Even two months ago as Foreign Secretary, Johnson recalled an Iraqi guide who, speaking of the late Saddam Hussein, told him: ‘It is better sometimes to have a tyrant than not to have a ruler at all.’

Yet now he is demanding regime change in Syria – even though all the evidence from our misbegotten adventures in Iraq and Libya show that regime change leads to chaos and carnage.

Johnson’s determination yesterday to get his G7 colleagues to impose enhanced sanctions on Russian generals involved in Syria was also illiterate – which is why it was rejected out of hand by Germany and Italy.

It would have surely put the Russian president’s back up to such an extent that it would have completely undermined US Secretary of State Rex Tillerson’s visit to Moscow to persuade Putin to think again about backing al-Assad.

The fact is that, at the moment, we have seen no concrete evidence that al-Assad personally ordered this latest chemical attack – couldn’t it just as easily have been a rogue local commander [or more likely Sunni terrorists]?

And while demands for al-Assad to be deposed continue, there have been no viable suggestions as to who might replace him to ensure peace returns to the country.
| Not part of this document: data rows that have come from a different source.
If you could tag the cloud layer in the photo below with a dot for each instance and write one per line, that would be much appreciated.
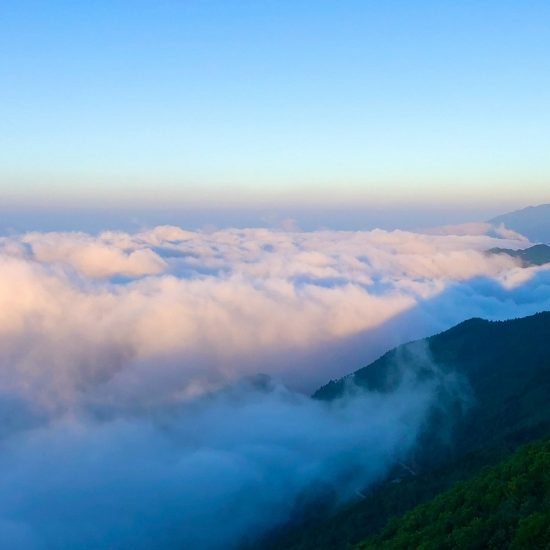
(116, 350)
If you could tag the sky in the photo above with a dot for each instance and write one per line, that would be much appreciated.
(239, 104)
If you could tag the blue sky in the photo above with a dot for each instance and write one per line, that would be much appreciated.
(139, 103)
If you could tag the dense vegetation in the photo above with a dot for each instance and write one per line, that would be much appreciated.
(502, 404)
(506, 506)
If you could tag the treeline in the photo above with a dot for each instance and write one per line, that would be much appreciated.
(504, 507)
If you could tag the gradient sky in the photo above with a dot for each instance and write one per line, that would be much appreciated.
(274, 102)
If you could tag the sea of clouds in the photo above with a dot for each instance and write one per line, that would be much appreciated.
(131, 412)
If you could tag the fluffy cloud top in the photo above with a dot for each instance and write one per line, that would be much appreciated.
(167, 313)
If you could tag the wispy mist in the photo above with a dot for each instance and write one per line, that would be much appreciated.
(129, 419)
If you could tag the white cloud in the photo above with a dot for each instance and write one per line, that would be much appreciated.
(112, 376)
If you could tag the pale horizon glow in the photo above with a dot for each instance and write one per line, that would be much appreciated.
(213, 104)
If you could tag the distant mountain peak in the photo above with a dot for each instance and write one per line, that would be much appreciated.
(533, 222)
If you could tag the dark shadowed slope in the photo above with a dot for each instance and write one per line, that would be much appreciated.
(533, 222)
(506, 506)
(503, 374)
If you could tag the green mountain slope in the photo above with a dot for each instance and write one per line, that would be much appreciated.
(496, 401)
(506, 506)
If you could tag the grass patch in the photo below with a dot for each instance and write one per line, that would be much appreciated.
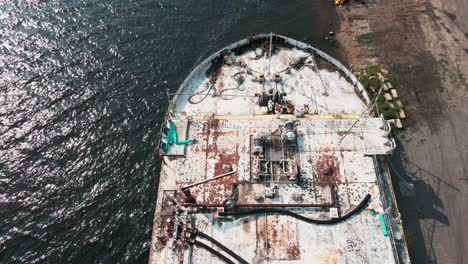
(369, 77)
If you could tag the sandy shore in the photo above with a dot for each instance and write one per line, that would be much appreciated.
(424, 46)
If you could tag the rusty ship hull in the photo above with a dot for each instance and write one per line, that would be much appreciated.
(272, 153)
Unpalatable though it may appear, he seems likely to be the only person able to bring peace to that benighted country – albeit by crushing his enemies.

From this episode Johnson emerges as a lightweight figure, with little real influence and an erratic grasp of what truly is at stake.

To understand the risks of Britain’s involvement, we need to consider the cause of the civil war in Syria and why it has lasted a full six years and counting.

Soon after it started in 2011 as a result of the so-called Arab Spring, it degenerated into a deadly proxy war, involving Russia and Iran and Hizbollah Shiites on President al-Assad’s side, and Qatar, Saudi Arabia and Turkey helping the Sunni Islamist anti-Assad rebels. Many of these rebel groups are extremists – allies and proxies of al-Qaeda, which will grow stronger as ISIS weakens.

One perennial Western delusion throughout this conflict has been that there is anyone left resembling a ‘moderate’ opposition group to step into al-Assad’s shoes if he goes.

The slaughter has also been on both sides – we constantly read reports of at least ‘400,000’ dead but that actually includes anywhere between 114,474 and 163,753 combatants on the Syrian government side.